Google’s Chromecast is sold out everywhere, but I was lucky enough to snag one at my local Best Buy a couple days after it was announced. Best Buy must have just gotten them in, because I couldn’t find them anywhere on the floor, and the blue-shirt had to look in the back. Once home, I unplugged the AppleTV and replaced it with the Chromecast. While cool, I was immediately unimpressed with it’s functionality compared to the AppleTV.
But a couple weeks later I gave it a try in a hotel room, and it was perfect. I couldn’t take the AppleTV with me because my family uses it at home, but the Chromecast was suitably unused and portable. So I threw it in my bag as a substitute. In my hotel room, I connected a travel router to the room’s ethernet jack.
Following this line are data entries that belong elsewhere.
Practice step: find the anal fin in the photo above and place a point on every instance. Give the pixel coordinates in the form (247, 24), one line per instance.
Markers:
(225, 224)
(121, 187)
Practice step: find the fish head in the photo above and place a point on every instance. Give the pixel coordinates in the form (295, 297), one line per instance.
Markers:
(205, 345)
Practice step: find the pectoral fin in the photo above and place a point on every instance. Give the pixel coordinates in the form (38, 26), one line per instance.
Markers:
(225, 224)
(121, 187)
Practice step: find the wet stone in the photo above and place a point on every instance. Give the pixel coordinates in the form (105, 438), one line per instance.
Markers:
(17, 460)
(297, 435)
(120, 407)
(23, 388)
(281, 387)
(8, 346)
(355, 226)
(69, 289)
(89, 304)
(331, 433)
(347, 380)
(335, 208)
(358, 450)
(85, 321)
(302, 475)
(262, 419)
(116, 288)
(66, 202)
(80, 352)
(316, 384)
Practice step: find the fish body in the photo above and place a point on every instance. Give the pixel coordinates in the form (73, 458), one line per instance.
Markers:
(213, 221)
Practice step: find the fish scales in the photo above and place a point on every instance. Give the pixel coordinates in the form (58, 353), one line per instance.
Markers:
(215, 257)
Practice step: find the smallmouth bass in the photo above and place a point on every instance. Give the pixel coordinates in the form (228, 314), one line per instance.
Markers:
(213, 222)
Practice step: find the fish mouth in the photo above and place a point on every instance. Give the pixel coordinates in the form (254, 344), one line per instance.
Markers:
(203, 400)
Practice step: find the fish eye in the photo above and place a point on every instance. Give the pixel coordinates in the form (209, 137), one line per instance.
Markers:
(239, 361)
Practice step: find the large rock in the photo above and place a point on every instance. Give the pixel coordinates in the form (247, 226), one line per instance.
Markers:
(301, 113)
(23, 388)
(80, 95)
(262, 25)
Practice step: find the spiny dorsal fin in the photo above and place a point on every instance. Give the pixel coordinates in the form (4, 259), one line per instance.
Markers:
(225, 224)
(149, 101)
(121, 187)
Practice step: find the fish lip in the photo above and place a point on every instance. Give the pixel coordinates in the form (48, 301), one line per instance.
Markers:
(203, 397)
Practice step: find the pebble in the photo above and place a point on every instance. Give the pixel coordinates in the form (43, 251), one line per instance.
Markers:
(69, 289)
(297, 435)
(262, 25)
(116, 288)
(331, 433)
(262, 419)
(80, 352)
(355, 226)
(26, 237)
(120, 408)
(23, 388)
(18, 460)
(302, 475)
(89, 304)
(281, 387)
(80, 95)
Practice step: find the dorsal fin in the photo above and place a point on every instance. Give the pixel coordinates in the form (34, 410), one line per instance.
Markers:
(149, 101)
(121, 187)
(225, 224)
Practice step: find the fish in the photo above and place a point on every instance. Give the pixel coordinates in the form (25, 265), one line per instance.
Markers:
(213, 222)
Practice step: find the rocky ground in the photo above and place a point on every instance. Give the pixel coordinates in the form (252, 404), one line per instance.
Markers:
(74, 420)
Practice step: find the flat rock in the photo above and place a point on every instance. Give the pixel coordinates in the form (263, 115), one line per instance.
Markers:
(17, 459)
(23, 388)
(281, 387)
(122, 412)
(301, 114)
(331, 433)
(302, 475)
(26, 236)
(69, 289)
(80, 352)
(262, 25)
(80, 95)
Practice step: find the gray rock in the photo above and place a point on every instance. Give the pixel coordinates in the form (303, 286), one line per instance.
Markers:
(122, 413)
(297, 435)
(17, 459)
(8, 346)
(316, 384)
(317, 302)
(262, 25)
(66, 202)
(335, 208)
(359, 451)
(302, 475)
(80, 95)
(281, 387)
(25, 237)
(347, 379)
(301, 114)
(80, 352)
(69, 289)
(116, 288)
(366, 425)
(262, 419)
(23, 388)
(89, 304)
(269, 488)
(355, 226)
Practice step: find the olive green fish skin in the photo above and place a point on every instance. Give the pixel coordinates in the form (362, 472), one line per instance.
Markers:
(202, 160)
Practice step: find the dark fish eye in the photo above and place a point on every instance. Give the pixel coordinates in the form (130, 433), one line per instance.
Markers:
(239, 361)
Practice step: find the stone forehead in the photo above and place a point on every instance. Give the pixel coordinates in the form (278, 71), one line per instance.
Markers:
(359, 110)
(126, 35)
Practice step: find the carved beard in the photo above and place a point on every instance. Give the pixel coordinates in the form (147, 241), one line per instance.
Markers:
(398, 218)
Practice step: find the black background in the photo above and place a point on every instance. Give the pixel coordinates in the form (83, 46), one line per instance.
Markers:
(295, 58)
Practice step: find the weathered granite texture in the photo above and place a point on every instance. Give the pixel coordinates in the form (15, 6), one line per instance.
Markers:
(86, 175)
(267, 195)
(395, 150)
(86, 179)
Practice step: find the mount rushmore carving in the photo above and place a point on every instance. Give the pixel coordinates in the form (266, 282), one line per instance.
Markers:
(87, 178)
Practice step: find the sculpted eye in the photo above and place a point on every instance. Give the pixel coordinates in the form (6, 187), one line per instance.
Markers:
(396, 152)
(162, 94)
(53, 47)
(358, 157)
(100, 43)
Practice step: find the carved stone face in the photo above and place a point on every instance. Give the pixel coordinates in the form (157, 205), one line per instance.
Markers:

I’ve found in the past that this gives me better speed and a more consistent connection than a hotel’s wi-fi, but this time it also had the added benefit of putting my Chromecast and iPhone (which is used to control the Chromcast) on the same network. While it wasn’t necessary on this particular hotel’s network, a travel router also gets around the login page hoop that some hotel networks require*. This setup worked out really well, and I was successfully able to cast Netflix and YouTube videos wirelessly from my phone to the room’s TV.
* These networks often remember your device by it’s MAC address. First connect your laptop to the network, log in with that, then spoof your laptop’s MAC address with the router, making sure it’s in router mode and not AP mode.